Question de M. GUILLAUME Didier (Drôme - SOC) publiée le 18/07/2014

Question posée en séance publique le 17/07/2014

M. Didier Guillaume. Monsieur le président, monsieur le Premier ministre, mesdames, messieurs les ministres, mes chers collègues, le Proche-Orient est à nouveau embrasé. Conflit en Syrie, percée extrémiste en Irak et nouvel accès de violence entre Israël et Gaza. La période est à la radicalisation.

Une trêve de cinq heures a été annoncée, mais c'est à un cessez-le-feu total auquel il faut parvenir, à une trêve des combats. Les annonces qui viennent d'être faites par les deux parties vont dans le bon sens.

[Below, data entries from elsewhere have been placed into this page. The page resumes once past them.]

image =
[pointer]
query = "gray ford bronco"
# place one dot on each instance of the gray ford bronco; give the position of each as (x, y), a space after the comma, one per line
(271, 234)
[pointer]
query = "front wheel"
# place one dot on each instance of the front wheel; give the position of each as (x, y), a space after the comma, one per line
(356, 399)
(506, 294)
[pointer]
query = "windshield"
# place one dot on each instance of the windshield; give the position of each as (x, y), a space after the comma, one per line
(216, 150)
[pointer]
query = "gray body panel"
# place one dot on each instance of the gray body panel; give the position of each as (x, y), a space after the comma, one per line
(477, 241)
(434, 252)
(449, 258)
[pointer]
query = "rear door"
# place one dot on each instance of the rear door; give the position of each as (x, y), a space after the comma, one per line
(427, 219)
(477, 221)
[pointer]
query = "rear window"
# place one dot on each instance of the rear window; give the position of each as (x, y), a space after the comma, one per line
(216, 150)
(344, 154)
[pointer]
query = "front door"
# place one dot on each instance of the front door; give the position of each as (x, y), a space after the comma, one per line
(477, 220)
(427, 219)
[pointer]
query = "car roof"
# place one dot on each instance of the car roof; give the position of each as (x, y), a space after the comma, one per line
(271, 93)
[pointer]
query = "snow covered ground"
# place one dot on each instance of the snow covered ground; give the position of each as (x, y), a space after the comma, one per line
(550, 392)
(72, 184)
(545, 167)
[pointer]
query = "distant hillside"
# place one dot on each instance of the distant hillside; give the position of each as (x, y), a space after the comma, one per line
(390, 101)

Cette situation, monsieur le Premier ministre, appelle des réponses diplomatiques, bien sûr, mais aussi des réponses intérieures.

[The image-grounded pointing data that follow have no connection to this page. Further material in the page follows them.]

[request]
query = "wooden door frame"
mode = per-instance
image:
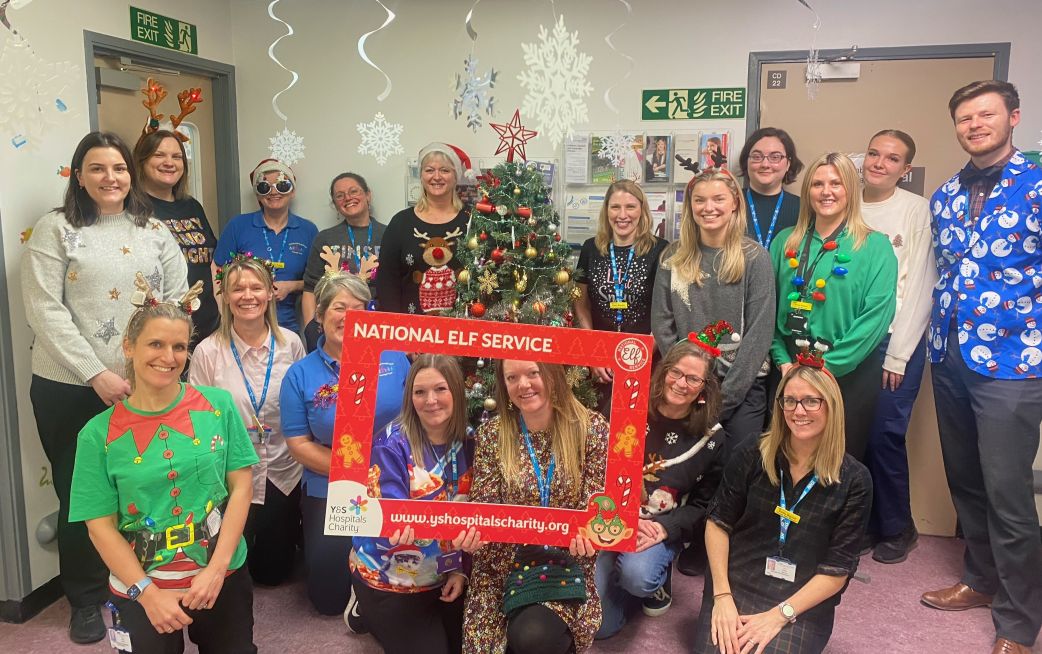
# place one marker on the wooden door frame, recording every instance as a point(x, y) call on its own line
point(223, 102)
point(1000, 51)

En effet, certains prennent prétexte de ces conflits pour embrigader une jeunesse en déroute, dévoyer l'islam en islamisme et susciter une haine antisémite.

Rien ne pourra jamais justifier l'attaque d'une synagogue en France !

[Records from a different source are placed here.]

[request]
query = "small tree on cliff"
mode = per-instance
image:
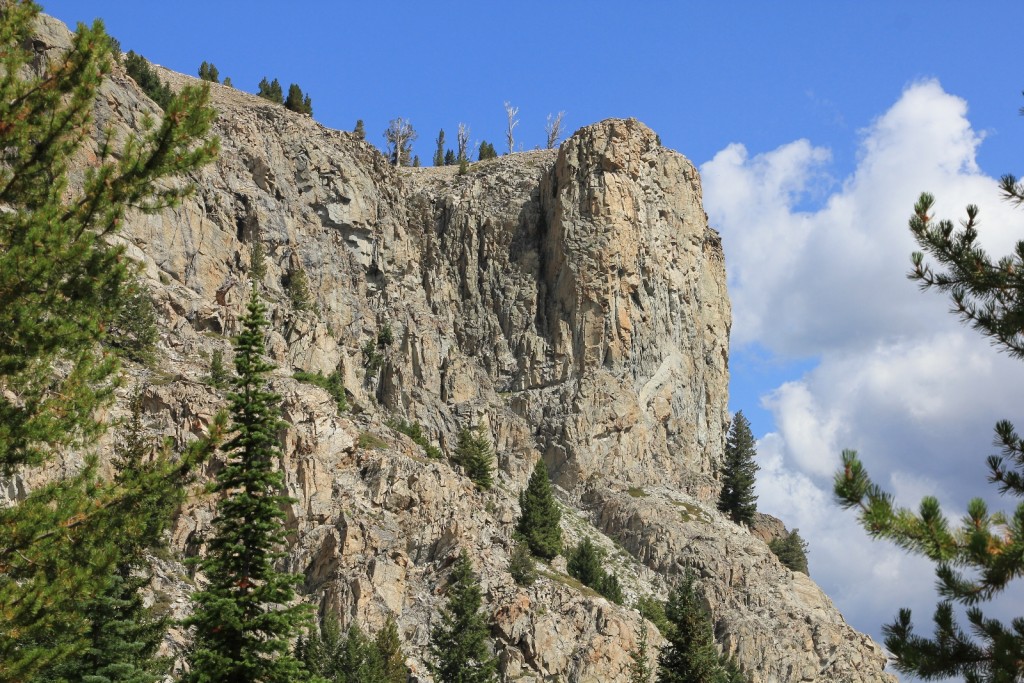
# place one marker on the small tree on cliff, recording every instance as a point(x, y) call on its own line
point(738, 472)
point(540, 517)
point(459, 648)
point(244, 621)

À l'autre bout de la haine, les extrêmes soufflent sur les braises du racisme antimusulman.

Les Français sont viscéralement attachés aux valeurs de la République. Ils sont attachés à la fraternité, à la laïcité. Mais parfois ils doutent. Nous devons les rassurer.

Nous devons remettre la nation au cœur de notre pacte républicain.

Nous devons, inlassablement, remettre la République au cœur de nos orientations politiques. C'est une œuvre perpétuelle.

Nous devons bâtir concrètement cette communauté qui autorise chacun à vivre sa singularité, mais qui lui demande de le faire dans le respect de tous.

Toutes les religions doivent pouvoir être pratiquées dans la sérénité. Toutes les religions sont estimables, mais aucune ne justifie que l'on tue ou que l'on meure.

Le vivre ensemble dans la République doit être plus fort que tout.

Quand des adolescents de quinze ans s'en vont faire le djihad, c'est une menace pour notre pays, mais c'est avant tout une faillite.

C'est à la République d'offrir des horizons plus vastes, plus grands, plus enviables à notre jeunesse. Toute notre jeunesse.

Aujourd'hui, la communauté juive de France craint pour sa sécurité, tandis que les musulmans de France se voient stigmatisés dans des amalgames insupportables.

Il faut trouver les mots et les gestes pour rassembler le peuple de France, par-delà la diversité de ses opinions et de ses sensibilités.

Monsieur le Premier ministre, nous connaissons votre attachement aux valeurs de la République. Que comptez-vous faire pour remédier à cette situation très préoccupante ? Que comptez-vous faire pour faire triompher les valeurs républicaines ? (Applaudissements sur les travées du groupe socialiste, du groupe CRC et du RDSE. – M. Jean-Vincent Placé applaudit également.)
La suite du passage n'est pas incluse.